Cloud Computing: What’s In It For Me?

24 May Cloud Computing: What’s In It For Me?

cloud_computingThere are more than 1.5 Billion people connected to the Internet today. That’s one quarter of the world’s population. And over the next 5 years it’s estimated that another 1 Billion people will be connected.

All this could easily choke traditional infrastructures. That’s why cloud computing is the technology poised to take the lead with a simpler, more secure and efficient way of doing things.

The Cloud is actually a metaphor to describe the Internet. It means using the Internet for your computing needs. For instance, Google Docs is a cloud computing application, as is SalesForce and AWS (Amazon Web Services.)

Wikipedia describes it like this: 

Cloud computing refers to the provision of computational resources on demand via a computer network, such as applications, databases, file services, email, etc. In the traditional model of computing, both data and software are fully contained on the user’s computer; in cloud computing, the user’s computer may contain almost no software or data (perhaps a minimal operating system and web browser only), serving as little more than a display terminal for processes occurring on a network of computers far away.

To make it even easier to understand; think utilities. It’s similar to the power company that supplies electricity to your home and office. Flip on a switch to turn on a lamp, there’s power. You pay for that power while you use it. The service is scalable. The same holds true with cloud computing.

For a more applicable perspective, let’s look at the different types of website hosting services.

  • Shared hosting provides low cost entry but resources are shared with other users. It’s not scalable.
  • VPS (Virtual Private Server) is more secure and flexible but growth can be restricted because resources are limited.
  • Dedicated Servers provide dedicated resources but entry costs are high.
  • Cloud offers the entry cost of shared hosting, the flexibility of VPS and resource guarantee of the dedicated server. It’s a network of connected servers that offers scalability and optimized performance.

With Cloud computing you only pay for what you use, like the power company. You’re not limited to a particular server’s RAM, processing power, storage or bandwidth for your website or apps. In fact, you don’t even need to think about any of that!

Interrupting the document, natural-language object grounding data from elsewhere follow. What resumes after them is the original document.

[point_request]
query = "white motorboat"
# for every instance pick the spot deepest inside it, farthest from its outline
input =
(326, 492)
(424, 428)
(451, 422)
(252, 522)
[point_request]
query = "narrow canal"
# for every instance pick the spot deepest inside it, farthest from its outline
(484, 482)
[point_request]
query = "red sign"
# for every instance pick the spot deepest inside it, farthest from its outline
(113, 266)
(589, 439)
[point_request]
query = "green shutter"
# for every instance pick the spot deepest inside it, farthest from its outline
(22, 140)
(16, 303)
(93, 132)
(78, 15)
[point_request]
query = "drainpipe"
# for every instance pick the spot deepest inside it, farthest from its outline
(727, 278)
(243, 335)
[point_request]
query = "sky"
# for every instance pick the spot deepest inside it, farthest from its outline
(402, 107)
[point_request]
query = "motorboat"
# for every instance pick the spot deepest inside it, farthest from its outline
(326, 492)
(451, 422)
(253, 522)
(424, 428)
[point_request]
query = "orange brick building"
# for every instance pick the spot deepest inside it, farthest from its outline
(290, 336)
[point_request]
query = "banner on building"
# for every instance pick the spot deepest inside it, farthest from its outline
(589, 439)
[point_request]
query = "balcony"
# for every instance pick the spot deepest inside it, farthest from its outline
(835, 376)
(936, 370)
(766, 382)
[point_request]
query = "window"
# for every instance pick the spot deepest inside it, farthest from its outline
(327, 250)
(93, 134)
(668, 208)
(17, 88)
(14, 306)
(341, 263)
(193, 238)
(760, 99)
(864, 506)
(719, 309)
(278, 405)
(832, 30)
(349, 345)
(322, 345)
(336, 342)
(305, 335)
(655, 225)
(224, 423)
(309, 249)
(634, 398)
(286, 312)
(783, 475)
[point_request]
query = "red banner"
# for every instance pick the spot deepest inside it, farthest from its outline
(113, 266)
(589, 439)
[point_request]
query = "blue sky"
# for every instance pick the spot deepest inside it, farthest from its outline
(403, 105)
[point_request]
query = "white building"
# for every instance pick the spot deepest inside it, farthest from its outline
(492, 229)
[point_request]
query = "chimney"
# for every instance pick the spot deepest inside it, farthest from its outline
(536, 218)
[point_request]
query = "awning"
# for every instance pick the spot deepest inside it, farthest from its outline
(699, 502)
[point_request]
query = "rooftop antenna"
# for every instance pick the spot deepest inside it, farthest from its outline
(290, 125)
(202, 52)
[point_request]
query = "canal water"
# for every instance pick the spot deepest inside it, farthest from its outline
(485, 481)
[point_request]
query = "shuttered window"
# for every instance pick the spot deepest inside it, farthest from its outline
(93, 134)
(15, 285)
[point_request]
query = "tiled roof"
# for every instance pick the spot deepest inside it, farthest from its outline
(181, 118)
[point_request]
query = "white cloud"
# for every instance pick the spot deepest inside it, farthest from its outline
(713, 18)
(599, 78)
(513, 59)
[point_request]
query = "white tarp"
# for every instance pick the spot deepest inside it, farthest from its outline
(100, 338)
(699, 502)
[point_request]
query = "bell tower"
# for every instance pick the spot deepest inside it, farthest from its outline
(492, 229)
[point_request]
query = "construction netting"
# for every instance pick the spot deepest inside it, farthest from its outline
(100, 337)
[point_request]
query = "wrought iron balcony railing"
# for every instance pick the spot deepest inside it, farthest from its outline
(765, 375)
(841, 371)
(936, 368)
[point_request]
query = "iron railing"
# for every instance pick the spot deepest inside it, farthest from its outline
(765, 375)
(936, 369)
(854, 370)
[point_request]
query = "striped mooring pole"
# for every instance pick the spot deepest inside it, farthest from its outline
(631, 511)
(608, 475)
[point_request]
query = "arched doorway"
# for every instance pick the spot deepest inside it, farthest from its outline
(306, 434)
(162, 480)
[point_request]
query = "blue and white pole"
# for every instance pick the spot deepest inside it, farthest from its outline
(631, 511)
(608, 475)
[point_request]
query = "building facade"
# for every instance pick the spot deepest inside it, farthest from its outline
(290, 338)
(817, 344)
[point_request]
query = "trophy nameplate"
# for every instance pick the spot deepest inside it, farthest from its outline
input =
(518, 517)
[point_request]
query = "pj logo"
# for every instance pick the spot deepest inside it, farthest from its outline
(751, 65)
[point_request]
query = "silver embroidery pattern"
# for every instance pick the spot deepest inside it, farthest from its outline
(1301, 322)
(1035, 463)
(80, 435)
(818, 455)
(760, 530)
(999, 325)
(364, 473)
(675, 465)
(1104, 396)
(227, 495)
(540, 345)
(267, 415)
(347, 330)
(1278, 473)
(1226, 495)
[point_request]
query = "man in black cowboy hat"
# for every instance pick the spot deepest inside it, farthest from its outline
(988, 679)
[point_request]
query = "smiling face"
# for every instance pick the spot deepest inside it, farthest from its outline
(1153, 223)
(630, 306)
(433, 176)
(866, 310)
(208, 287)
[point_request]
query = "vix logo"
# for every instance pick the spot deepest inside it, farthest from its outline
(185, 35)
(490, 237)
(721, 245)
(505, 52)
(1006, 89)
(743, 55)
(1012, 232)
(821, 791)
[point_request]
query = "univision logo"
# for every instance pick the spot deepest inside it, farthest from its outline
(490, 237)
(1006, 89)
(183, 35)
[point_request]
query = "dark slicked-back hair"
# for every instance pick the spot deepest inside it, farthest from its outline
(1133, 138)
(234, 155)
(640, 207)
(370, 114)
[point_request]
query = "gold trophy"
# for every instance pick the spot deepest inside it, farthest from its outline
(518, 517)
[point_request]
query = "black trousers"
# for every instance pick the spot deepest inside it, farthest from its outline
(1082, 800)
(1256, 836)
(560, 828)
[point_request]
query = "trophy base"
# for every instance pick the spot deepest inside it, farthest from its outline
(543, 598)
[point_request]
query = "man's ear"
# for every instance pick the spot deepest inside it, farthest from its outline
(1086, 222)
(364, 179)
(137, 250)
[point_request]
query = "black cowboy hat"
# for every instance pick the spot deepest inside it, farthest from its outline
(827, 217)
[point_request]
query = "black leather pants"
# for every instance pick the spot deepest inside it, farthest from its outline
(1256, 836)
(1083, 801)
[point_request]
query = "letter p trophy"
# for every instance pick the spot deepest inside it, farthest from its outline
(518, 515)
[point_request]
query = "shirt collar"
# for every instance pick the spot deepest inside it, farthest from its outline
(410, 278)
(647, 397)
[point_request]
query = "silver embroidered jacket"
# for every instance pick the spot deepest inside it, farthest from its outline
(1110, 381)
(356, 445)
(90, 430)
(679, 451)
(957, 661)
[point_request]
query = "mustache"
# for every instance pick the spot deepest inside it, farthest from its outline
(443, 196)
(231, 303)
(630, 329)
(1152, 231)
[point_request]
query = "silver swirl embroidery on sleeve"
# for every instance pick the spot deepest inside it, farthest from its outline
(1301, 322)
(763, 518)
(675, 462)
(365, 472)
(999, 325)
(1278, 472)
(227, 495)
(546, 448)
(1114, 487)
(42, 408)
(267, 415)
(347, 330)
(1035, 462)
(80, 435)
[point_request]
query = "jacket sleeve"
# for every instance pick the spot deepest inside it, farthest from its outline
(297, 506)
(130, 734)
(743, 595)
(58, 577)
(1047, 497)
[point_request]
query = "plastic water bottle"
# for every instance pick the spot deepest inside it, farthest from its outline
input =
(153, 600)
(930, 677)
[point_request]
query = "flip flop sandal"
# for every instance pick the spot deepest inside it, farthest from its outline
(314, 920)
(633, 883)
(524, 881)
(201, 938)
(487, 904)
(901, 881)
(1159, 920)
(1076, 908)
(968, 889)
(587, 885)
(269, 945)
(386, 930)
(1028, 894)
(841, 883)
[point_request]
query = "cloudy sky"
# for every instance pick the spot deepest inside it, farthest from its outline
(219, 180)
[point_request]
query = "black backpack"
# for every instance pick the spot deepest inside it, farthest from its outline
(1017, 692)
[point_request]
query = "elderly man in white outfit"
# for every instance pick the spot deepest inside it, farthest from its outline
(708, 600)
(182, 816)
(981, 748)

Cloud computing lets you use as much or as little computing power as you need. That means no limits on the growth of your site. If your site is currently on shared hosting and you need to upgrade to a dedicated server, you will need to move your site, even if it’s within the same hosting company. If your site is in the cloud, no move is necessary. It will automatically grow with you.

With Cloud Computing, you benefit from cost savings, better security, optimal performance and flexibility.

5 Comments
  • Andrew J. Gay
    Posted at 15:59h, 24 May Reply

    Good info Deb, I don’ think most people actually know what the difference is, or how “being in the cloud” will benefit them. Before long everything will be in the cloud anyways, just like VOIP phones that have pretty much replaced traditional land lines.

  • Rick Cooper
    Posted at 16:32h, 24 May Reply

    I use many Cloud Computing applications and yet it’s hard to feel like your data is entirely secure, protected and available at all times. Sometimes I’ll save a file on GoogleDocs and it does not appear for a few minutes. Where did it go? It eventually shows up.

    I like the comfort of being able to search and locate files on my computer hard drive. And yet, as Andrew says, everything is going to the Cloud. Sometimes we need to have a little trust and faith (as well as a backup plan.)

    • samuel
      Posted at 02:42h, 20 June Reply

      Rick you are right, sometimes we need to have faith. Like in everything else as more and more users move to the cloud, innovative ideas will take over and make cloud secure. Two issues are important concerns according to researchers such as IDC. Security and Continuity of operations should the host fail for some reason. Companies like icube office, solely dedicated to providing cloud services without advertisements etc., have addressed such issues and have given customer managed encryption tools, data management tools for security and continuity of operations.

  • Wendell Willat
    Posted at 16:40h, 24 May Reply

    Great article – easy to understand on a complex subject. Not sure if everything will be in the cloud – e.g. Apple native apps. But the ability to stream live and update/scale in real time is pretty awesome.

  • Sandra McFadin
    Posted at 16:53h, 24 May Reply

    Thank goodness someone explained this! Thank you!